Here is a minimal set of dependencies for lib/markup.scm:string->sxml that, together with deps/irregex.scm, allow string->sxml to be exercised in the REPL, with the smallest number of moving parts and without needing a local instance. The append-element function is from lib/utils.scm and the rest from lib/markup.scm. The quotelink is as it was after "20 Feb, 2020 4 commits" and quotelink2 is the same with the regex from >>65.
$ cat test.scm
(define (append-element l . e)
(append l e))
(define *board* "prog")
(define *thread* "39")
(define (transform-rule name regex transform)
(define (dispatch op)
(cond ((eq? op 'name) name)
((eq? op 'regex) regex)
((eq? op 'transform) transform)))
dispatch)
(define (transform markup) (apply markup '(transform)))

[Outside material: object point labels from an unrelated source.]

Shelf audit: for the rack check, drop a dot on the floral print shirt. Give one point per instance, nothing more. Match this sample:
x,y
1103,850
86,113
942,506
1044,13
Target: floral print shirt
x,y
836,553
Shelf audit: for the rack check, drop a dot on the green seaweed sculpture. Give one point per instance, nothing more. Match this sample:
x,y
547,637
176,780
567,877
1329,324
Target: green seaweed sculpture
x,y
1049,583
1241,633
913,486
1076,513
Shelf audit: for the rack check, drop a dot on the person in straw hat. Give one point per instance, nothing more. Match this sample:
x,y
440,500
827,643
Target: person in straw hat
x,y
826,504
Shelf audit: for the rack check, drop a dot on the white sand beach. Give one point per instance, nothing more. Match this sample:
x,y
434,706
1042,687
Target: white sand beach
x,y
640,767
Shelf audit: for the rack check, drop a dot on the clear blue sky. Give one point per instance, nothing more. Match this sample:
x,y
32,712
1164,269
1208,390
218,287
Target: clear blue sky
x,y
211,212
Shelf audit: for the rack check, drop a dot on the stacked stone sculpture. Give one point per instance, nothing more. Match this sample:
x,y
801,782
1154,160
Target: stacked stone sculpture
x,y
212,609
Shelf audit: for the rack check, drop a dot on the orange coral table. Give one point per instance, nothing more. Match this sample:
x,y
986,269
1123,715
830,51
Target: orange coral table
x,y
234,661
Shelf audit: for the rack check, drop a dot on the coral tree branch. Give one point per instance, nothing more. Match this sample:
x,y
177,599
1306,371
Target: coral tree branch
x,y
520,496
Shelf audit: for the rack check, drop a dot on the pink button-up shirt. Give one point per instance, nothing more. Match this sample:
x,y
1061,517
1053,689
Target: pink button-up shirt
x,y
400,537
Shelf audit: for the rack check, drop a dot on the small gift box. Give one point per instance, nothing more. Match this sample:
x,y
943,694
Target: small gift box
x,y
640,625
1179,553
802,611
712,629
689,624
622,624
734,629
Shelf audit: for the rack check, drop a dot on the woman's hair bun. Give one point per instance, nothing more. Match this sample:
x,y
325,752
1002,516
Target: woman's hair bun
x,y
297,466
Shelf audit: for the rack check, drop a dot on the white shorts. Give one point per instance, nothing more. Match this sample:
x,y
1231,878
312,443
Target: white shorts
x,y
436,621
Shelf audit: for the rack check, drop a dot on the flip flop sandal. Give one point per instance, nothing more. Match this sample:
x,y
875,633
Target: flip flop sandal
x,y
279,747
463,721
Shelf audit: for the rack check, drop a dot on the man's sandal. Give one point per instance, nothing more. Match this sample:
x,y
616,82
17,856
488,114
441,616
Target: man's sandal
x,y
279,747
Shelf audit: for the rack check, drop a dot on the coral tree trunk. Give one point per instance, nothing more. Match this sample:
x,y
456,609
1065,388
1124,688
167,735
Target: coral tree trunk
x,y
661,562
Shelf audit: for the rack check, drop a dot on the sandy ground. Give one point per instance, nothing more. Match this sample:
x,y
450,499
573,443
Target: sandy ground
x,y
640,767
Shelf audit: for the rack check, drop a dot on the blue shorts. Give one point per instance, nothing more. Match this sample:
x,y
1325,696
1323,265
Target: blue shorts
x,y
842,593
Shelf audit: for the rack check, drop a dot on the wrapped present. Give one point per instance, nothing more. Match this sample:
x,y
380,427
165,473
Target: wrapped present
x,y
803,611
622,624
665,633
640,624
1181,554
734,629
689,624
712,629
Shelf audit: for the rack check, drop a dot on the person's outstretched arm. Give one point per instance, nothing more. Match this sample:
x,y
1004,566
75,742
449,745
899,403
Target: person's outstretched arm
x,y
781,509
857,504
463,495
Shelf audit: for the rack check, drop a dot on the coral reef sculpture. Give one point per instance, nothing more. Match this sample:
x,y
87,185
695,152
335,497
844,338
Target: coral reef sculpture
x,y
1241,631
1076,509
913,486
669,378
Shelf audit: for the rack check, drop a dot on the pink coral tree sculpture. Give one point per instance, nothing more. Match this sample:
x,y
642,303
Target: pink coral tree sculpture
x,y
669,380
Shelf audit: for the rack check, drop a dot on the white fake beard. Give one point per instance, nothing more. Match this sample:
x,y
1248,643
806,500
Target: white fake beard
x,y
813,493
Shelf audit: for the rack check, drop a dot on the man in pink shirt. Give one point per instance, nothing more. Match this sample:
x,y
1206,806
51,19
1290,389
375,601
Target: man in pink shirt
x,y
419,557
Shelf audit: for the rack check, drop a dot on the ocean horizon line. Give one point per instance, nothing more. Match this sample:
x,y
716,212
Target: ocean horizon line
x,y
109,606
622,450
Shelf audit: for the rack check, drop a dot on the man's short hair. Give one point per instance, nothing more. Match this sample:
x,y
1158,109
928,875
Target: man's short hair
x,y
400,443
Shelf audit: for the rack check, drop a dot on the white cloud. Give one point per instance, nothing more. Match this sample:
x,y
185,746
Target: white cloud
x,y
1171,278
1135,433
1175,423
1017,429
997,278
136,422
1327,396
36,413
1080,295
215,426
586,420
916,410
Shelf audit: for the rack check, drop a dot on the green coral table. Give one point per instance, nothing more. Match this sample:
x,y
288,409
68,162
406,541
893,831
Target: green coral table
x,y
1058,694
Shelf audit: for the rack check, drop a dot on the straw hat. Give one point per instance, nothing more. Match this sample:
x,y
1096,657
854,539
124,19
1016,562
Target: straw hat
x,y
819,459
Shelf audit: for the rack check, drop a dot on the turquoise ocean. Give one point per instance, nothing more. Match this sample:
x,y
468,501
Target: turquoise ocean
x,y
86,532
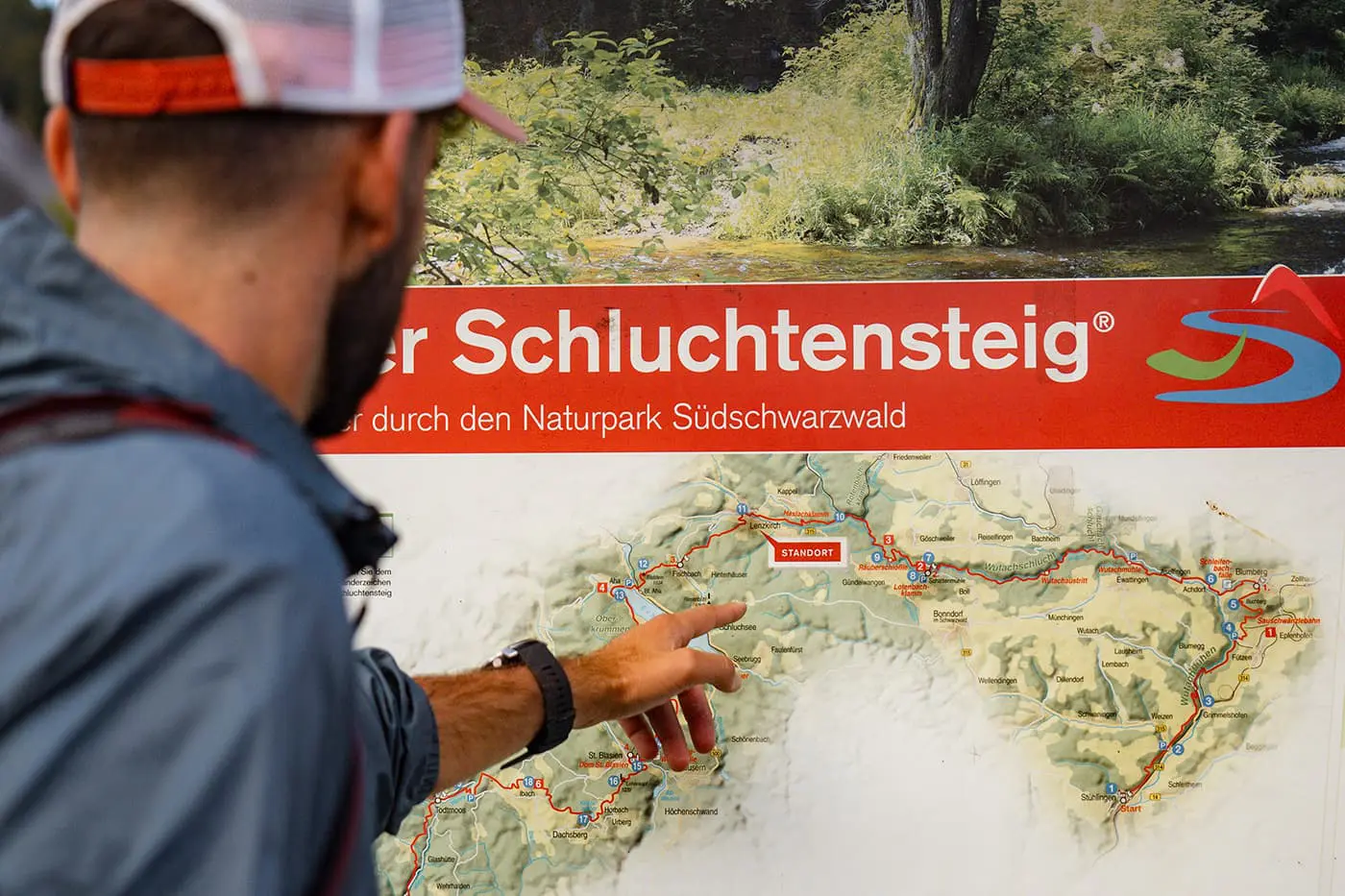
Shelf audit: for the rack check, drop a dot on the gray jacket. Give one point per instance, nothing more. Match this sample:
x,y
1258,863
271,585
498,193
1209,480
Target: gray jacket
x,y
179,701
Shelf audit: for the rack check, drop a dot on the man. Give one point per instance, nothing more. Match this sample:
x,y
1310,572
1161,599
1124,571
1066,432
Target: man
x,y
181,711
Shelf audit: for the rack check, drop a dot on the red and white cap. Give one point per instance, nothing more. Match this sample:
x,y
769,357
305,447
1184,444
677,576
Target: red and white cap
x,y
333,57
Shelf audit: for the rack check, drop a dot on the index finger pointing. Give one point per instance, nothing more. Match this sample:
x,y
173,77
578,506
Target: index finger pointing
x,y
693,623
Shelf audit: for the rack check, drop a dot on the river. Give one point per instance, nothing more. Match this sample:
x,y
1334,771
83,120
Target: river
x,y
1308,238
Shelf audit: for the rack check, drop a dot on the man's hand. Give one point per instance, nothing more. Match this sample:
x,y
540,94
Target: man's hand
x,y
643,677
642,680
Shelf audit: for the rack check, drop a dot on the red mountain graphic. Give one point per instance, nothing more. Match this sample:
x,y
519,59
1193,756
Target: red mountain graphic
x,y
1284,282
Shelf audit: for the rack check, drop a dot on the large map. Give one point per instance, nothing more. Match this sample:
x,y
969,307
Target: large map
x,y
1126,655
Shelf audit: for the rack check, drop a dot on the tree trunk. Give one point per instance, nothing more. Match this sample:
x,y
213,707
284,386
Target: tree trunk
x,y
947,71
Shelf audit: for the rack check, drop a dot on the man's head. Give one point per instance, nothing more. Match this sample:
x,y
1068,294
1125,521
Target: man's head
x,y
252,110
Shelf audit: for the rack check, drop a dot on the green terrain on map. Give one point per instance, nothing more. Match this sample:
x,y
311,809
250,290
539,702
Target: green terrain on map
x,y
1129,651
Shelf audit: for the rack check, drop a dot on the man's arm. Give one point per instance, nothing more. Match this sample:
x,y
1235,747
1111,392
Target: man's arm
x,y
486,717
174,654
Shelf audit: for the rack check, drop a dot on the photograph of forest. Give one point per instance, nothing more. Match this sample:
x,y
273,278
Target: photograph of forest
x,y
824,138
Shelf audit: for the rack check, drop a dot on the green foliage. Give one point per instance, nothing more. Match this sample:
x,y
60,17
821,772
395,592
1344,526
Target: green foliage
x,y
596,163
864,62
1093,117
22,30
1311,183
1308,100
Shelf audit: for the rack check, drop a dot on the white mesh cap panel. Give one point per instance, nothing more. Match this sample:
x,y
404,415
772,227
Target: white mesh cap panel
x,y
320,56
358,56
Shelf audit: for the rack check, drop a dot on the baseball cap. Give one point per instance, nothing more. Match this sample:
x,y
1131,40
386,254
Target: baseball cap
x,y
325,57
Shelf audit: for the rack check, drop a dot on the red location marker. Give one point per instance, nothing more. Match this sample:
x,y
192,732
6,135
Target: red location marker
x,y
804,553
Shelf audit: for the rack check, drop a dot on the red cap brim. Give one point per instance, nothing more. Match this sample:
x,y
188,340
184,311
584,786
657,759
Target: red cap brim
x,y
491,117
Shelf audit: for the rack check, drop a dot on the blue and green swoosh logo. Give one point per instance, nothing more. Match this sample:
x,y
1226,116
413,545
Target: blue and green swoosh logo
x,y
1315,370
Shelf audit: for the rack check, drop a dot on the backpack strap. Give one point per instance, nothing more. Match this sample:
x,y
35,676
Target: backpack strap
x,y
70,419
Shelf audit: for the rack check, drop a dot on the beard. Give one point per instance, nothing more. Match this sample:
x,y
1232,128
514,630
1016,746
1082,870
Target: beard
x,y
363,319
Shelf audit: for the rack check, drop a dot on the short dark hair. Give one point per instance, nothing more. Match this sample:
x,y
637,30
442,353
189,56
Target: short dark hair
x,y
235,163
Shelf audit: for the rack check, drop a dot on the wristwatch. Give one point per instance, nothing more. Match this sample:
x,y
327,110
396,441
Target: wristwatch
x,y
557,698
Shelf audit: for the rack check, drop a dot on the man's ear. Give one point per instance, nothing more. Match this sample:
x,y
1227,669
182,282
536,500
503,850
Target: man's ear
x,y
379,163
61,157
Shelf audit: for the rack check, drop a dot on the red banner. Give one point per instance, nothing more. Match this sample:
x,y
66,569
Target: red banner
x,y
1233,362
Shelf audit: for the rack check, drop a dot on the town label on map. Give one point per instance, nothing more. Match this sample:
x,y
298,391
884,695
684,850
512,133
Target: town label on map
x,y
1129,653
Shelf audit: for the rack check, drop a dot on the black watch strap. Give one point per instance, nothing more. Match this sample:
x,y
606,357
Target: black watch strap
x,y
557,697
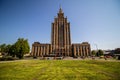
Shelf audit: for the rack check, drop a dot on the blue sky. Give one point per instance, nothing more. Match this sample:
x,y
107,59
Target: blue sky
x,y
95,21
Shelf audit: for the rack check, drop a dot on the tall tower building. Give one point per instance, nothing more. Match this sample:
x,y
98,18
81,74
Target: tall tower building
x,y
61,41
60,36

(define (regex markup) (apply markup '(regex)))
(define (name markup) (apply markup '(name)))
(define (string->sxml markup s)
(define (string->sxml-rec s res)
(let ((match (irregex-search (regex markup) s)))
(cond ((string-null? s)
res)
((not match)
(append-element res s))
(else
(let* ((start (irregex-match-start-index match))
(end (irregex-match-end-index match))
(substr (irregex-match-substring match))
(s1 (substring s 0 start))
(s2 (substring s end (string-length s))))
(if (string-null? s1)
(string->sxml-rec
s2
(append-element res ((transform markup) substr)))
(if (and (eq? (name markup) 'del) ;; exception to escape spoiler inside code
(between-code? s1 s2))
(string->sxml-rec "" (append-element res (string-append s1 substr s2)))
(string->sxml-rec
s2
(append-element res s1 ((transform markup) substr))))))))))
(string->sxml-rec s '()))
;; edge false positive (between-code? "==code== ==code==" "==")
;; could add another pass of spoiler, but ok good-enough
(define (between-code? s1 s2)
(let ((m1 (irregex-search (irregex ".*==$|.*==[^ ]") s1)) ;opening code in s1
(m2 (irregex-search (irregex ".*[^ ]==") s1)) ;closing code in s1
(m3 (irregex-search (irregex "^==|.*?[^ ]==") s2)) ;closing code in s2
(imei irregex-match-end-index))
(if (and m1 m3 (or (not m2) (>= (imei m1) (imei m2))))
#t
#f)))
(define quotelink
(transform-rule
'quotelink
(irregex ">>([1-9][0-9]*|([1-9][0-9]*)-([1-9][0-9]*))(,([1-9][0-9]*|([1-9][0-9]*-[1-9][0-9]*)))*")
(lambda (sub) `(a (@ (href ,(string-append
"/" *board*
"/" *thread*
"/" (string-tail sub 2))))
,sub))))
(define quotelink2
(transform-rule
'quotelink
(irregex ">>(([1-9][0-9]{0,2})|(([1-9][0-9]{0,2})-([1-9][0-9]{0,2})))(,(([1-9][0-9]{0,2})|(([1-9][0-9]{0,2})-([1-9][0-9]{0,2})))){0,11}")
(lambda (sub) `(a (@ (href ,(string-append
"/" *board*
"/" *thread*
"/" (string-tail sub 2))))
,sub))))
The string->sxml equivalents of >>82:
$ mit-scheme --load irregex.scm --load test.scm
[...]
;Loading "irregex.scm"... done
;Loading "test.scm"... done
1 ]=> (string->sxml quotelink ">>1,3,5,111-222,300")
;Value 13: ((a (@ (href "/prog/39/1,3,5,111-222,300")) ">>1,3,5,111-222,300"))
1 ]=> (string->sxml quotelink2 ">>1,3,5,111-222,300")
;Value 14: ((a (@ (href "/prog/39/1,3,5,111")) ">>1,3,5,111") "-222,300")
1 ]=>
The outer iteration and the digit iteration are used, but the alternation is not, in violation of "leftmost, longest".